Indigenous Services Minister Mandy Gull-Masty deemed the motion an “immature waste of parliamentary time” and “clearly an insult towards Indigenous Peoples” because it didn’t include every clause of the original agreement. Energy Minister Tim Hodgson decried it as a “cynical ploy to divide us” that “cherry-picked” the MOU.

Yet the prize for the most tortured metaphor goes to the prime minister himself. Defending his vote against his own pipeline promise, Carney lectured the House that “you have to eat the entire meal, not just the appetizer.”
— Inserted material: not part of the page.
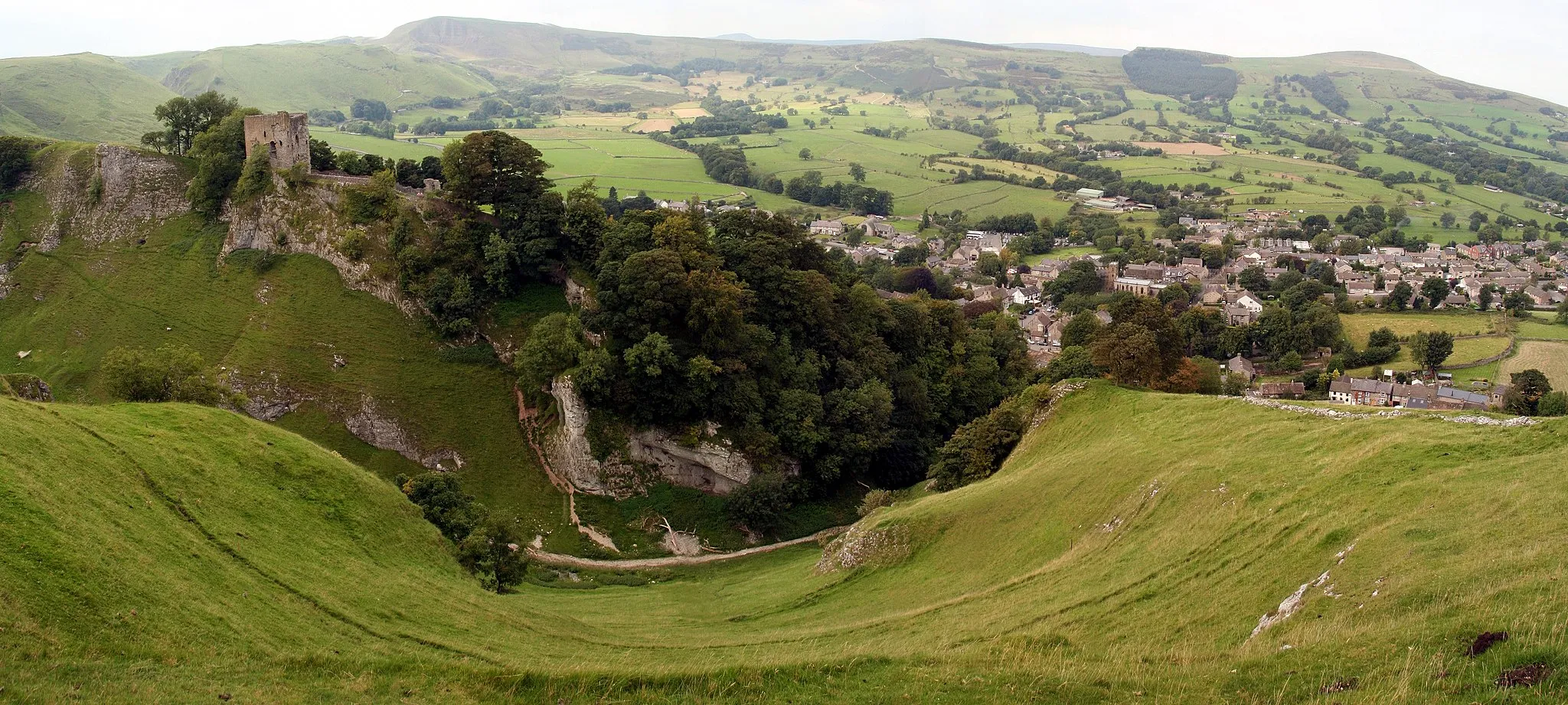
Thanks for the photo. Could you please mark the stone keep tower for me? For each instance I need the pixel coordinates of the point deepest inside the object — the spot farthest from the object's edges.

It’s a clever line, and it also reveals the problem. The “meal” Carney is serving is stuffed with conditions. Environmental targets or meaningful engagement with Indigenous communities aren’t unrealistic asks. A crippling industrial carbon price as a precondition might be though.

But the prime minister has already said the quiet part out loud.

​Speaking in the House a few weeks ago, Carney admitted that the agreement creates “necessary conditions, but not sufficient conditions,” before explicitly stating: “We believe the government of British Columbia has to agree.”

​There is the poison pill. Handing a de facto veto to a provincial government that has spent years fighting oil infrastructure is neither constitutionally required nor politically likely. Elevating B.C.’s “agreement” to a condition, which is something the MOU text itself carefully avoids doing, means that Carney has made his own “meal” effectively inedible.

Hodgson’s repeated emphasis that the Liberal caucus supports “the entire MOU, the entire MOU” only reinforces this theory.

This entire episode forces us to ask whether the MOU is a real plan to build a pipeline, or just a national unity play designed to cool down the separatist temperature in Alberta. My sense is that Ottawa knew they had to throw a bone to Premier Danielle Smith because the threat of the sovereignty movement is gaining real traction. But you can’t just create the pretense of negotiation to buy time.

With the MOU getting Smith boo’ed at her own party’s convention by the separatists, it’s debatable whether that bone was even an effective one to throw.

There is a way. The federal government has the jurisdiction. If they really wanted to, they could just do it, provided the duty to consult with and accommodate Indigenous peoples was satisfied. Keep in mind: no reasonable interpretation equates Section 35 of the Charter to a veto.

Instead, the MOU is baked with so many conditions that the Liberals have effectively laid the groundwork for how they’re going to fail.

With overly-hedged, rather cryptic messaging, Liberals have themselves given considerable weight to a cynical theory, that the MOU is a stalling tactic, not a foundation to get more Canadian oil to the markets it’s needed in. Maybe Hodgson is telling the truth, and caucus is unified because the radicals are satisfied that “the entire MOU” ensures that a new oil pipeline will never reach tidewater through BC.

So, hats off to the legislative affairs strategists in the Conservative caucus. The real test of Carney’s political power continues: can he force a caucus that prefers fantasy economics into a mold of economic literacy to deliver on the vision Canadians signed off on? Or will he be hamstrung trying to appease the radicals from within?


Margareta Dovgal is managing director of Resource Works Society.